Doing your part for the environment doesn’t mean you have to completely give up your comfort and warmth each winter.
The Grass Isn’t Always Greener
After winter has finally passed, the sun comes out longer and hotter, and you’re ready to spend more time outdoors enjoying your backyard, glass of lemonade in hand. Many of us also enjoy outdoor hobbies like gardening — which is great for the environment! However, without a doubt, the amount of water waste in summer and fall increase exponentially. It doesn’t help that due to the current effects of climate change, our summers are getting hotter and hotter. This makes it more tempting to shower more and use more water to keep your grassy lawn green and hydrated.
With all of that in mind, there are plenty of alternatives for your typical summer grass. As For Sale by Owner recommends, “before you purchase rolls of grass to plant across your lawn, consider how you can maximize your use of space in a way that will not require an excess of water. Sustainability organizations have begun to suggest material landscaping and flower gardens as these require less water and also provide more territory for bees and other pollinators.”
They also go onto to further recommend “minimizing your lawn space with some aesthetically pleasing rocks, flower beds and mulch covered gardens that will help retain water. Lavender and succulents are curb appeal classics that can fill out yard space easily and require significantly less water than a standard lawn.” Not only does switching out traditional grasses for hardy, yet beautiful landscape alternatives reduce your impact on the environment, but it also requires less work and maintenance. So it’s certainly worth making your yard a haven for both you and Mother Nature.
The Little Things Add Up
We make hundreds of decisions each day: when to get up, what to wear, where to eat, what to say. These choices add up — especially on the grander scale when you consider how many days we have each year, and how many years we each have on Earth. When it comes to your home, it’s important to make an active effort to be a conscious consumer and to be aware of how your choices affect our planet.

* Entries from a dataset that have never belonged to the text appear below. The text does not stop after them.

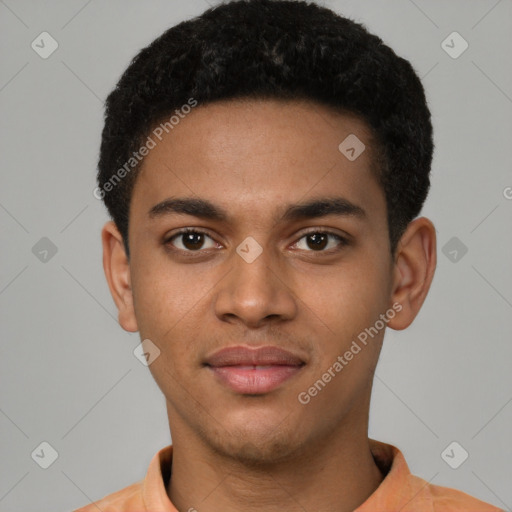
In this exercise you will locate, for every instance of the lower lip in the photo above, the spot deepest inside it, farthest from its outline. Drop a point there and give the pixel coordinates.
(249, 380)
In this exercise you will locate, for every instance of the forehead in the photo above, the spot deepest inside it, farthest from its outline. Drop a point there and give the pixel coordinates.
(251, 157)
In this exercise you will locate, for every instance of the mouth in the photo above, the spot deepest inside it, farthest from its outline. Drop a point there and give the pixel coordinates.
(253, 371)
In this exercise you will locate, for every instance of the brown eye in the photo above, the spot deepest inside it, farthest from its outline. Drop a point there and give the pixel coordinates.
(318, 241)
(190, 240)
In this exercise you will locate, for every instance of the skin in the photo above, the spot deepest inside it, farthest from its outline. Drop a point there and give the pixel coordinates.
(268, 452)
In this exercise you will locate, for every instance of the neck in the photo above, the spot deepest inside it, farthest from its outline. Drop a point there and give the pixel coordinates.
(335, 474)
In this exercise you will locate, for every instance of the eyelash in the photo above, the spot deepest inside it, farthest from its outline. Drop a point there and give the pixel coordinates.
(341, 240)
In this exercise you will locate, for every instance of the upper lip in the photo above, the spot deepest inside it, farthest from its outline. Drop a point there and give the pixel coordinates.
(246, 356)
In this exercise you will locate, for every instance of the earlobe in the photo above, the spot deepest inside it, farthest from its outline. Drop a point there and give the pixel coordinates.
(415, 264)
(117, 273)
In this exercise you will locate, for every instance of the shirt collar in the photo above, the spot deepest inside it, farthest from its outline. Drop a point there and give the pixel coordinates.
(399, 490)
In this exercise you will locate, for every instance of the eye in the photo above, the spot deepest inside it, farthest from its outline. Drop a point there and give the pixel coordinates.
(191, 240)
(319, 240)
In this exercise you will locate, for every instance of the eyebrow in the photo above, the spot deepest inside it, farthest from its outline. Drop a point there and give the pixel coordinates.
(204, 209)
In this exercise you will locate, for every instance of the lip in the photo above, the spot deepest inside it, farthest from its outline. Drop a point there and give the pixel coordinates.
(254, 370)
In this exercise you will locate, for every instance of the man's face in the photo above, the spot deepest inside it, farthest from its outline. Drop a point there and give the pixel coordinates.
(306, 292)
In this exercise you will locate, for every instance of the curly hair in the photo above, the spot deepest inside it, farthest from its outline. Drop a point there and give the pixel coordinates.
(275, 49)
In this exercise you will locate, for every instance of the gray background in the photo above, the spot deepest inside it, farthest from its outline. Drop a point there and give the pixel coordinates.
(68, 373)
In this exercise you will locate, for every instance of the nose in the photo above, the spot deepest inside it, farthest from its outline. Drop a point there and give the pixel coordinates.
(255, 293)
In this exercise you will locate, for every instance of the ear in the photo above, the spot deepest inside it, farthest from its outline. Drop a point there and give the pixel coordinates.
(414, 267)
(117, 272)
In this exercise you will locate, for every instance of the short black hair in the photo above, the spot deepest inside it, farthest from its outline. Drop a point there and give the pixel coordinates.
(273, 49)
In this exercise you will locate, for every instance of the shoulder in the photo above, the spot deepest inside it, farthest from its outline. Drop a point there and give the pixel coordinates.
(129, 498)
(447, 499)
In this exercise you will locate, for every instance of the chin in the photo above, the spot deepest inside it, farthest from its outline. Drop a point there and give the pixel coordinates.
(261, 450)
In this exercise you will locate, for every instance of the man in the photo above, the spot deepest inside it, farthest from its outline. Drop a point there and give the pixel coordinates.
(264, 165)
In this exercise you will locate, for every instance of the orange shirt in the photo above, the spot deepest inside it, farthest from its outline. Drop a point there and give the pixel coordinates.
(399, 491)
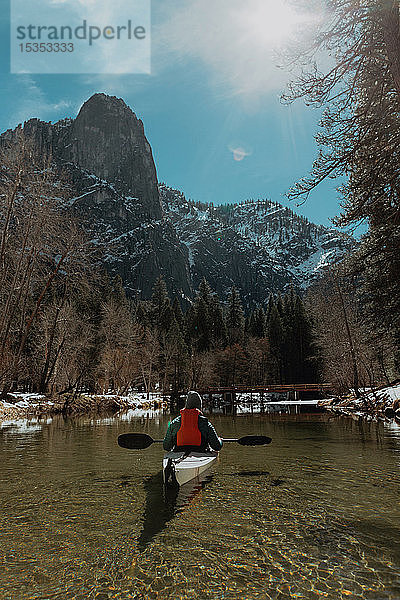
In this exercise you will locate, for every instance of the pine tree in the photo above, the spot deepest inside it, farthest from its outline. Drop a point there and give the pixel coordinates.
(275, 337)
(235, 318)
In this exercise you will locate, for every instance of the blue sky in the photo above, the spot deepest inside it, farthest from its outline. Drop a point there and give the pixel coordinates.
(213, 96)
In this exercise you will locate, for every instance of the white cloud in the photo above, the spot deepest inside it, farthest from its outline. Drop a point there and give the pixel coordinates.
(239, 153)
(31, 102)
(237, 41)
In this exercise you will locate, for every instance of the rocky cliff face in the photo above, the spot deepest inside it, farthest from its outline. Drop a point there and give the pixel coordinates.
(106, 155)
(258, 246)
(150, 230)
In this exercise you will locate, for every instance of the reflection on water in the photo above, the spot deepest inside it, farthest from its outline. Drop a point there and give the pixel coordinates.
(314, 515)
(163, 503)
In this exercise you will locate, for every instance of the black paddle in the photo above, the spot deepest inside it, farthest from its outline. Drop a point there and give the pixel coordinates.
(140, 441)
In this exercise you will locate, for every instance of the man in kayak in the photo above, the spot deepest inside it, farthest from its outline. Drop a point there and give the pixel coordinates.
(191, 430)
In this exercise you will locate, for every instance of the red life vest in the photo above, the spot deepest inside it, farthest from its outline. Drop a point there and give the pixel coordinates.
(189, 433)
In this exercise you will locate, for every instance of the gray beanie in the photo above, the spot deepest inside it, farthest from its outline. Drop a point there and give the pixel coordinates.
(193, 400)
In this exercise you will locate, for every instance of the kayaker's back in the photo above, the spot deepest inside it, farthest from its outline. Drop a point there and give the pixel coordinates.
(191, 429)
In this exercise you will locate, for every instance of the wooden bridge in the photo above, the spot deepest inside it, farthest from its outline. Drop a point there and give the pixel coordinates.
(267, 389)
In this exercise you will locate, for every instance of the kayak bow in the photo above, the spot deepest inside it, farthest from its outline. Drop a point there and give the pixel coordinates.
(181, 467)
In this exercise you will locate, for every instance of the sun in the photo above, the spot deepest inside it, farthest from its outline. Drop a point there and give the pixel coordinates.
(269, 23)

Think of “reduce, reuse, recycle,” for example. This key motto is in order of importance. While recycling is essential, we should first focus on the reduce and reuse parts of the equation. Reduce can look like using fewer paper towels in the kitchen, or the number of plastic bags you get from the grocery store. It’s also important to find ways to reuse things like glass. It might take some creativity, but it’s the little things that will eventually add up to help you create and live a more eco-friendly lifestyle.
Climate change and energy sustainability will always be an important subject to talk about and work together on. It’s also rather saddening how such an essential factor to the overall health of our home, Earth, is becoming a controversial political topic many decide to deny or, at the very least, turn a blind eye to. However, it’s time, on a global level, to take responsibility as homeowners and voters, and do what’s right for the future and our planet.